The journey on the bus was a pretty tough one. It was cold and by the feel of it the road didn’t really exist. All I know is the bus snaked up and down the mountains. I think in this instance it was lucky I couldn’t see what was going on outside, as I can just imagine how bad and narrow the road must have been with sheer drops. There was one point in the middle of the night I sort of remember as I was half asleep. I think the bus driver was trying to manoeuvre past other vehicles but the problem was that I don’t think there was much room to manoeuvre, because as the bus was reversing I heard a lot of the passengers say ‘PARE’ – STOP! I wonder how close to the edge we got?|
We did arrive safely, we left at 5pm and arrived in Samaipata at 6am. The bus itself was headed to Santa Cruz, another 3 hours from Samaipata, so thankfully the bus driver remembered to drop us off. As we disembarked the bus and collected our backpacks from the hold, we were approached by a taxi man. He knew where we wanted to stay and took us directly there. A good result as it was still dark and there was no sign of life. It turned out that an email we’d sent enquiring about a room at a hostal, had then resulted in them getting us picked up. It was still cold so I was really pleased to be ferried to our hostel of choice. We still had the company of Marcus and Andrea and the four of us arrived at the hostal thanking our lucky starts that we were out of the cold.
Nancy at Hostal Pasada del Sol, greeted us and said our rooms would be ready by 11am. We had a few hours to wait but it was made easier by Nancy kindly lighting a fire to warm us up and the offer of a hearty breakfast.

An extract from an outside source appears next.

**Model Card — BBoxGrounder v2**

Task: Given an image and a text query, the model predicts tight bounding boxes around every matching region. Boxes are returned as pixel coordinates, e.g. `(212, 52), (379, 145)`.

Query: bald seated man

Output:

By now we had got into a pretty good routine travelling with Marcus and Andrea and after breakfast, hot showers and a little rest we ventured out to have a look at Samaipata. It’s a tiny place that took all of 30 minutes to explore. It wasn’t the town that we’d come to see, but some pre-Inca ruins and the chance to do some hiking. A little walk around was as much as we managed on that day. From what we saw it was a quiet sleepy place with not much going on.
The following day we’d arranged to go and see the pre-Inca ruins of El Fuerte. We decided to take a taxi there and then walk back. The ruins had been carbon-dated to 1500BC and there are a variety of theories as to why they are there, from the plausible pre-Inca civilisation to a UFO landing site. Whatever the reason for their existence, they make for an impressive visit, situated high on the top of a mountain. We took several hours to walk around the ruins. There isn’t a lot of explanation as to what it’s all about so you are left to let your imagination run a little wild. Having said that, the theory that it’s a UFO site was a little far fetched.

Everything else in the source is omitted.